Summer SWEThogs is starting on Saturday, and I’m excited. I personally love running in in the Tucson heat. If you are avoiding running in the heat, here’s some items to consider that may help change your mind.
- Running in the heat is less efficient. It seems counter-intuitive to run less efficient, but in this case the inefficiency is helping your training by adding difficulty to your workout. There are a few reasons for this. One is that the body directs blood flow to your skin to help remove body heat. This is why people become flushed in the heat. Blood, and the oxygen it is carrying, that is being routed to your skin for cooling is not being directed to your muscles for propulsion, making you less efficient, adding extra load to your workout, which will ultimately make you stronger. The second reason it’s less efficient is something called “density altitude”.
- Density altitude is a concept I learned about when I learned to fly, and it’s something I love to geek out about when it comes to running. I’m surprised it’s not covered more as a running concept. As we remember from high school physics, as a gas warms up, the molecules become more energetic and spread out. This causes the gas to be less dense. It’s like going up in altitude simply because the temp is going up. This really affects airplanes trying to take off, but this also affects a runner in the heat. Every breath you take (cue the Police) has less oxygen in it, making us less efficient. Tucson running and training is uniquely situated to be affected by density altitude. Tucson is at 2500 feet physical elevation, but only at 2500 feet density altitude when the temps are cool (59 degrees). As I write this, the temp outside is 81 degrees. I called the airport and the current density altitude for Tucson is 4800 feet. Add more heat (May or June) or more altitude to the equation (I’m looking at you, Oro Valley), and the effect is greater. When it’s 95 degrees outside, it may be over 6500 feet. Essentially, we get altitude training without having to leave home in the summer.
- Hot weather running is more comfortable for me. As a guy who sweats a lot, I feel colder most of the year, because as I start to sweat on a run, the low humidity in Tucson causes the sweat to rapidly evaporate. Water that is evaporating draws heat off with it, which is why humans evolved to sweat the way we do. It’s also the principal behind Tucson’s ubiquitous swamp coolers. I start to run, then I start to sweat, and suddenly I’m a bipedal swamp cooler out doing an hour run. When it’s cold out (or even just cool), that’s just miserable for me. Bring on the summer hot. Conversely…

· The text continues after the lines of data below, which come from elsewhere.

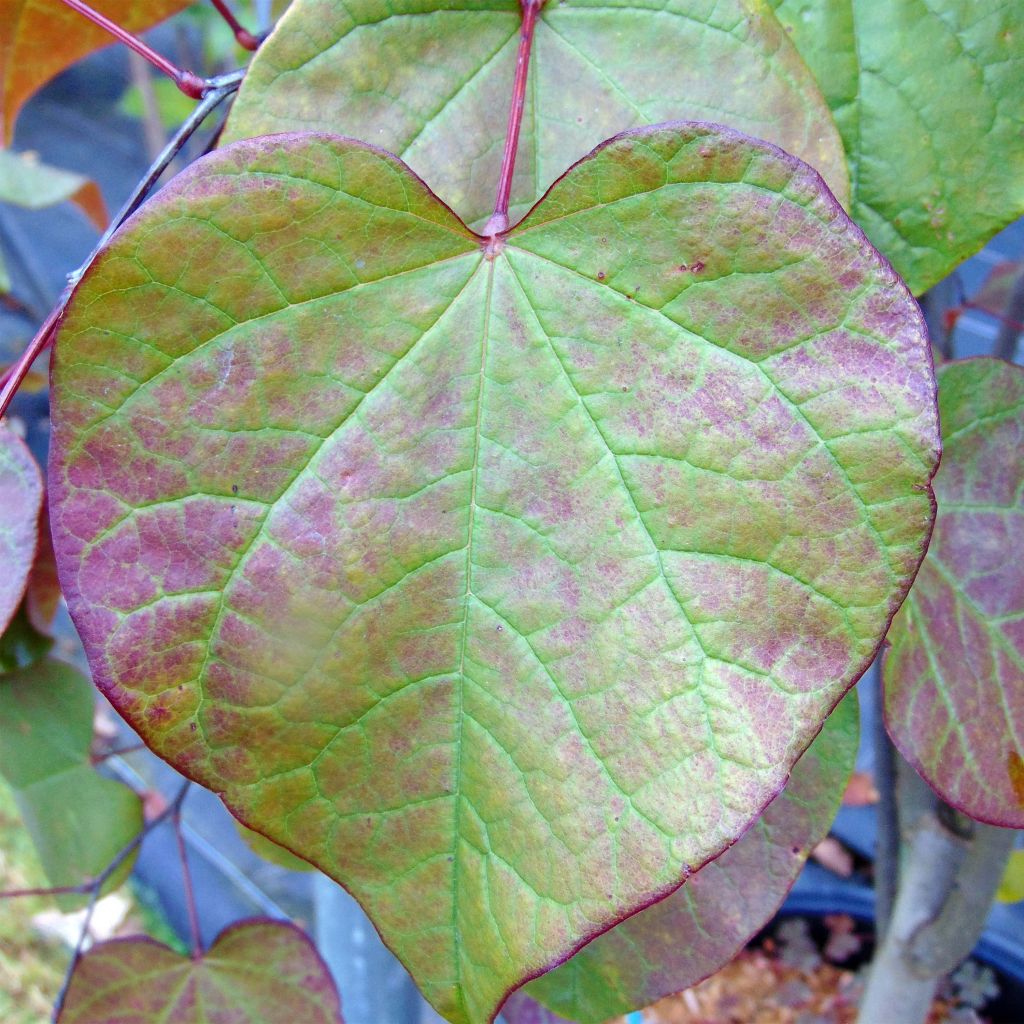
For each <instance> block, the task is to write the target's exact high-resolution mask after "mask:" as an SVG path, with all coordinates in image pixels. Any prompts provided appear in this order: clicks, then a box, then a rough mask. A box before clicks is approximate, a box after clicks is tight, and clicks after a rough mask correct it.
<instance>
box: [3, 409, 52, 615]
mask: <svg viewBox="0 0 1024 1024" xmlns="http://www.w3.org/2000/svg"><path fill="white" fill-rule="evenodd" d="M42 503H43V478H42V474H41V473H40V472H39V467H38V466H37V465H36V460H35V459H33V458H32V453H31V452H29V450H28V447H27V446H26V443H25V441H23V440H22V438H20V437H18V436H17V435H16V434H15V433H13V432H12V431H11V430H9V429H8V428H7V427H6V426H5V425H4V424H2V423H0V565H2V566H3V571H2V572H0V634H2V633H3V632H4V631H5V630H6V629H7V627H8V625H9V624H10V621H11V618H12V617H13V615H14V612H15V611H17V607H18V605H19V604H20V603H22V597H23V596H24V594H25V588H26V585H27V584H28V582H29V572H30V571H31V569H32V563H33V560H34V558H35V555H36V543H37V538H38V534H37V530H38V529H39V510H40V508H41V507H42Z"/></svg>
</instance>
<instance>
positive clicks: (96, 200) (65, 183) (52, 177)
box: [0, 0, 110, 231]
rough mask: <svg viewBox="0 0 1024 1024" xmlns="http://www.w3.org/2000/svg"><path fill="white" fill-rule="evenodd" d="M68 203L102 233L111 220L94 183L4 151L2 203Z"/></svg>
mask: <svg viewBox="0 0 1024 1024" xmlns="http://www.w3.org/2000/svg"><path fill="white" fill-rule="evenodd" d="M2 2H3V0H0V4H2ZM66 202H72V203H74V204H75V205H76V206H78V207H79V208H80V209H81V210H82V212H83V213H84V214H85V215H86V216H87V217H88V218H89V219H90V220H91V221H92V222H93V223H94V224H95V225H96V227H97V228H98V229H99V230H100V231H101V230H103V228H104V227H106V222H108V220H109V219H110V217H109V216H108V213H106V206H105V204H104V203H103V197H102V194H101V193H100V191H99V186H98V185H96V183H95V182H94V181H90V180H89V179H88V178H87V177H84V176H83V175H81V174H75V173H73V172H72V171H61V170H60V169H59V168H56V167H49V166H48V165H46V164H41V163H40V162H39V159H38V157H37V156H36V155H35V154H34V153H11V152H10V151H9V150H0V203H11V204H12V205H14V206H20V207H24V208H25V209H26V210H45V209H46V207H48V206H56V205H57V204H58V203H66Z"/></svg>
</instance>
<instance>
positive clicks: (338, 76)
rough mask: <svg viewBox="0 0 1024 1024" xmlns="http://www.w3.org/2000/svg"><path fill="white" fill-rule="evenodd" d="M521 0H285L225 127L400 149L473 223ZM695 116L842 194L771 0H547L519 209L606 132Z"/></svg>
mask: <svg viewBox="0 0 1024 1024" xmlns="http://www.w3.org/2000/svg"><path fill="white" fill-rule="evenodd" d="M520 24H521V12H520V5H519V0H486V2H480V0H402V2H400V3H398V4H394V5H387V7H386V10H382V8H381V4H380V3H379V2H377V0H352V2H348V3H344V4H339V3H336V2H335V0H295V2H294V3H293V4H292V6H291V7H290V8H289V10H288V12H287V13H286V15H285V17H284V18H283V19H282V22H281V25H280V28H279V29H278V30H276V31H275V32H274V33H273V34H272V35H271V37H270V38H269V39H268V40H267V42H266V43H265V44H264V45H263V46H262V47H261V48H260V50H259V52H258V53H257V54H256V56H255V57H254V58H253V62H252V66H251V68H250V71H249V74H248V75H247V76H246V81H245V83H244V84H243V86H242V90H241V92H240V94H239V98H238V100H237V101H236V103H234V108H233V110H232V112H231V116H230V119H229V120H228V124H227V127H226V131H225V135H224V140H225V141H233V140H237V139H241V138H246V137H250V136H255V135H269V134H273V133H275V132H285V131H298V130H313V131H328V132H334V133H341V134H344V135H351V136H352V137H354V138H361V139H366V140H367V141H369V142H373V143H374V144H376V145H380V146H383V147H384V148H385V150H389V151H390V152H392V153H395V154H397V155H398V156H399V157H401V159H402V160H404V161H406V162H407V163H409V165H410V166H411V167H412V168H413V169H414V170H415V171H417V172H418V173H419V174H420V175H422V176H423V178H424V179H425V180H426V181H427V182H428V183H429V184H430V186H431V188H432V189H433V190H434V191H435V193H436V194H437V195H438V196H439V197H440V198H441V199H442V200H443V201H444V202H445V203H447V204H449V205H450V206H451V207H452V208H453V209H454V210H455V211H456V212H457V213H458V214H459V215H460V216H461V217H462V218H463V219H464V220H465V221H466V222H467V223H469V224H479V223H482V221H484V220H485V219H486V218H487V216H488V215H489V214H490V212H492V209H493V208H494V200H495V191H494V187H495V182H496V181H497V180H498V172H499V167H500V165H501V158H502V150H503V142H504V139H505V128H506V123H507V120H508V101H509V100H508V95H509V83H510V82H511V81H512V76H513V70H514V68H515V60H516V48H517V45H518V41H519V29H520ZM677 118H693V119H698V120H703V121H716V122H723V123H725V124H728V125H729V126H730V127H732V128H737V129H739V130H740V131H744V132H748V133H749V134H751V135H754V136H757V137H760V138H766V139H768V140H769V141H771V142H775V143H776V144H778V145H780V146H781V147H782V148H783V150H786V151H787V152H790V153H793V154H795V155H796V156H798V157H801V158H802V159H804V160H806V161H808V162H809V163H810V164H812V165H813V166H814V167H816V168H818V170H819V171H820V172H821V173H822V175H823V176H824V178H825V180H826V181H828V183H829V185H830V186H831V188H833V189H834V190H835V193H836V195H837V196H838V197H839V198H840V200H841V201H845V200H846V198H847V197H848V195H849V178H848V175H847V170H846V163H845V159H844V156H843V144H842V141H841V139H840V137H839V134H838V132H837V130H836V126H835V124H834V123H833V120H831V117H830V115H829V113H828V109H827V105H826V104H825V102H824V99H823V97H822V96H821V93H820V91H819V90H818V88H817V86H816V84H815V82H814V79H813V78H812V77H811V75H810V74H809V73H808V71H807V69H806V67H805V65H804V62H803V60H801V58H800V56H799V55H798V54H797V52H796V51H795V49H794V48H793V46H792V44H791V43H790V42H788V40H787V39H786V37H785V33H784V32H783V31H782V29H781V28H780V26H779V25H778V23H777V22H776V20H775V18H774V16H773V15H772V13H771V11H770V9H769V8H767V7H765V6H764V5H760V4H759V5H757V6H755V7H750V6H748V5H746V4H744V3H742V2H739V0H718V2H717V3H714V4H709V3H706V2H702V0H701V2H697V0H653V2H652V0H640V2H633V0H571V2H562V3H553V2H552V3H548V4H547V5H546V6H545V7H544V10H543V11H542V13H541V17H540V20H539V24H538V27H537V31H536V33H535V38H534V47H532V56H531V59H530V72H529V84H528V87H527V100H526V111H525V115H524V119H523V124H522V134H521V136H520V147H519V160H518V163H517V167H516V177H515V179H514V182H513V194H512V210H511V213H512V214H513V216H512V220H513V221H514V220H515V219H517V216H521V215H522V214H523V213H525V212H526V210H527V209H528V208H529V207H530V206H531V205H532V204H534V202H535V201H536V200H538V199H539V198H540V197H541V196H542V195H543V194H544V191H545V190H546V189H547V188H548V186H549V185H550V184H551V183H552V182H553V181H554V180H555V178H556V177H558V175H560V174H562V173H564V171H565V170H566V168H567V167H569V165H570V164H572V163H573V162H574V161H577V160H579V159H580V158H581V157H583V156H584V155H585V154H587V153H589V152H590V150H592V148H593V147H594V146H595V145H597V144H598V143H599V142H602V141H604V139H606V138H608V137H610V136H611V135H614V134H615V133H616V132H620V131H624V130H625V129H627V128H633V127H636V126H639V125H645V124H651V123H653V122H659V121H668V120H671V119H677Z"/></svg>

- The low humidity in Tucson means that our sweat cools us more effectively than it would someplace with an 80% humidity. We can run comfortably in Tucson in 90 degree plus temps because our sweat actually evaporates, rather than just drip off of us. I think many Tucson transplants from back east lose sight of this and avoid summer running because they remember how miserable summer heat and humidity can make them.
- The need to deliver all that sweat in the summer causes an increase in blood plasma volume. This will cause a small weight gain in us, but its additional volume will cause your heart to have to work harder which will help increase your cardiovascular fitness.
- Hot weather running is harder. As runners, sometimes we need to do hard things not just to strengthen our bodies, but to strengthen our will power. The mental toughness we get running in the heat is invaluable when we are having a bad training session or a tough race.
- All of the above problems instantly disappear when you travel someplace cool at sea level and race, but not the additional strength you gained from the heat. That Rock n’ Roll San Diego or any of the coastal events will feel so much easier because of your heat training.
Running in the heat is safe when we properly acclimatize ourselves to the heat and pay attention to proper hydration and electrolytes. Our SWEThogs program will start you with an easier base and build you up as the temps climb, giving us plenty of time to acclimatize. I’m looking forward to sweating with you this summer!